I did many more tests, and was able through caching and using RAID on the receiving side to get performance up to 80 MB/s (peak 78.1 MB/s on a set of files totaling 1.25 GB, 83.4 MB/s on a single 568 MB file). Without (significant *) caching, I get 65-70 MB/s on a single 4.5 GB file going from RAID to RAID.
(* In this case, at most 1 GB would be cached on the source side, because that's how much RAM it has; further, the caching would have to be smart, in order to not roll over completely with every transfer of the 4.5 GB file; I saw some indication of such smarts, but this wouldn't make a significant difference overall because of the sizes and rate limits involved.)
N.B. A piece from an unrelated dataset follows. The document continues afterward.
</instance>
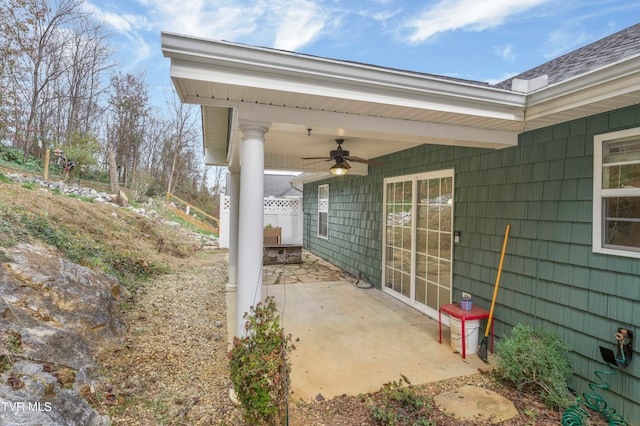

I noticed that pushing seems to be significantly faster than pulling (i.e. when transferring files from machine A to B, it's faster to initiate the transfer logging on to A than by logging on to B), and then focused on the best transfer mode instead of averaging the two or mixing them up, etc. I guess that this is because the file system / OS does some further optimization when reading the file locally; conversely perhaps does not do so when those requests come remotely. Of course, this may be simply due to some other unknown inefficiencies; it's just a guess.
On a 4.5 GB file, I saw on the order of 20% CPU on the sending side (2.8 GHz Pentium) and 55% CPU on the receiving side (2.0 GHz Athlon 64). These figures are just eyeball estimates; the CPU utilization was somewhat erratic, going +/- 5-10% around the given figure. Network utilization was around 52%. I think some of the utilization differences are due to the processor differences; differences in the storage and network implementation on both sides might also figure.
In order to factor out the storage, I did some tests with a pure transfer utility. I chose a version of the "open source" TTCP. AnandTech and others reference the Microsoft version NTTTCP, which, in keeping with traditional practice for a lot of benchmarking, seems to no longer be available. I used PCAUSA's PCATTCP 2.01.01.08, with settings as close to AT's as I could get: -l 250000 -n 30000. This version comes with source.
With this utility, I was able to get transfers up to around 110 MB/s, with 90-95% network utilization. CPU utilization was high, around 50% on the sending side, and around 50% on the receiving side. Consecutive runs reported around a 5% difference.
Well, I'm not sure how this data might help you. My interpretation is that I can run the network pretty hard when there are no other bottlenecks; may be running into CPU bottlenecks with application processing during transfers (and I'm sure jumbo frames, if I could use them, might help there), and currently cap somewhere around 70 MB/s effective throughput with fast drives, and further benefit from lots of RAM for file caching, just like everyone else.